Pruett, 38, is set to die Oct. 12 for the fatal 1999 stabbing of a corrections officer at a South Texas prison where he already was serving a 99-year sentence for his involvement in another killing. Shore, 55, is scheduled for lethal injection Oct. 18 for the 1992 slaying of a 21-year-old woman in Houston.

Pruett’s attorneys have long questioned the evidence in his case. They have sought additional DNA testing of evidence used to convict him of the December 1999 killing of Daniel Nagle, a 37-year-old officer at the Texas Department of Criminal Justice’s McConnell Unit near Beeville, about 85 miles southeast of San Antonio.

Pruett was serving 99 years for murder at the prison for participating with his father and a brother in a neighbor’s slaying. Evidence showed the killing of the corrections officer stemmed from a dispute over a peanut butter sandwich that Pruett wanted to take into a prison recreation yard in violation of rules. Pruett testified at his 2002 trial in Corpus Christi that he was innocent in Nagle’s death.

His attorney, David Dow, a law professor at the University of Houston, did not immediately respond to a phone message seeking comment Monday.

In 2015, Pruett came within hours of execution before his punishment was stopped by a state judge.

Shore, who confessed to killing the 21-year-old woman, two teenage girls and a 9-year-old girl, is known in Houston as the “Tourniquet Killer” because his victims were tortured and strangled with handmade tourniquets.
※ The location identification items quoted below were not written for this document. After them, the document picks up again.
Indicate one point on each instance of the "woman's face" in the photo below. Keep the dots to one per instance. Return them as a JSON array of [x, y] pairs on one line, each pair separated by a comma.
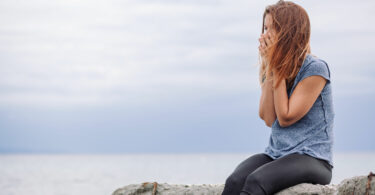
[[268, 24]]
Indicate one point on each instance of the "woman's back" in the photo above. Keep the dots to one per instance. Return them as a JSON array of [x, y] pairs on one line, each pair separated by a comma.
[[313, 133]]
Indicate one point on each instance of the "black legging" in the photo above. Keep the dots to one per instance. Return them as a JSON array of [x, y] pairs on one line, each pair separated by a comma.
[[259, 174]]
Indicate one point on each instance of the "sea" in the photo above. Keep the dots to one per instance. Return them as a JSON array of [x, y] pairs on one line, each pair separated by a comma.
[[77, 174]]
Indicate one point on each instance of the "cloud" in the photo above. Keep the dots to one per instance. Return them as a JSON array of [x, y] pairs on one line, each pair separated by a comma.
[[89, 52]]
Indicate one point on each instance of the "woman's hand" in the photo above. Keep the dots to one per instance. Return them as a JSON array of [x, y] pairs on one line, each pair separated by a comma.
[[265, 41]]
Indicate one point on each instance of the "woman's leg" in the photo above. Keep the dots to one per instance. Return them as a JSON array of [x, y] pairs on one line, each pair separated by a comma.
[[285, 172], [236, 180]]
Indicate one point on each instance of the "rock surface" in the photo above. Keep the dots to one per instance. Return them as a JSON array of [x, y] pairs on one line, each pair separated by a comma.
[[359, 185]]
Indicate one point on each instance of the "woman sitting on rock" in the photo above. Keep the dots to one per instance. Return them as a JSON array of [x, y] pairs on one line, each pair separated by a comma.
[[296, 102]]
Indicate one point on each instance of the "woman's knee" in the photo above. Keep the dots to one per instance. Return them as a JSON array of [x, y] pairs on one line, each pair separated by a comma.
[[233, 184], [234, 181], [254, 184]]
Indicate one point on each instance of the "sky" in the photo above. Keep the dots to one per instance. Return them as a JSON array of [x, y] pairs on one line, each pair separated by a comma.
[[163, 76]]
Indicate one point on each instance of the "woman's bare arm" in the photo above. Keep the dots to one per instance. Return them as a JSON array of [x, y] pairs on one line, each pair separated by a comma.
[[266, 105]]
The slayings connected to Shore went unsolved for years until DNA evidence linked him to the sexual assault of two relatives who were juveniles. He subsequently confessed to the killings and was convicted in 2004 in the slaying of 21-year-old Maria del Carmen Estrada. Her body was found in 1992 in the drive-thru lane of a Dairy Queen.
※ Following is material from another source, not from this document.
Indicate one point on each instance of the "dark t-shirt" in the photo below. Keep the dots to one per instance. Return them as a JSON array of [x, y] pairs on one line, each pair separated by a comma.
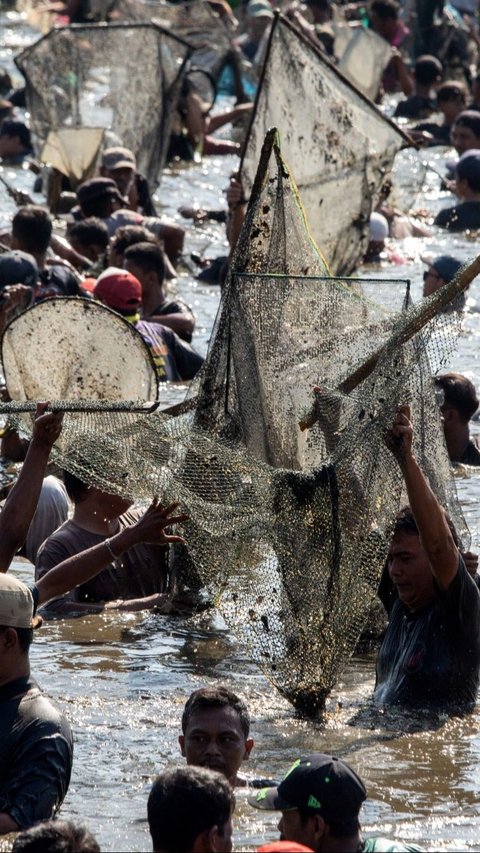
[[36, 751], [141, 571], [461, 217], [431, 657], [416, 106], [175, 360], [174, 307]]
Shore’s lawyer, Knox Nunnally, had hoped his client’s death sentence could be reduced to life in prison. He has said Shore suffered from traumatic brain injury.

Nunnally didn’t immediately respond to a call for comment on the Supreme Court ruling.

The justices on Monday also refused the appeals of three other Texas death row inmates: Kwame Rockwell of Fort Worth; Jaime Cole, from Ecuador and convicted in Houston; and Garcia White of Houston. None of them has an execution date.

Rockwell, 41, received a death sentence for the 2010 killing of 22-year-old Fort Worth convenience store clerk Daniel Rojas during a robbery. A bread deliveryman also was killed in the holdup.

Cole, 47, was sent to death row for the fatal 2010 shootings of his estranged wife, Melissa Cole, 31, and her 15-year-old daughter, Alecia Castillo, at their apartment in Houston.

White, 54, was convicted in the fatal stabbings of twin 16-year-old sisters, Annette and Bernette Edwards, in 1989 in Houston. He was charged but not tried for killing their mother, and was linked to two other slayings.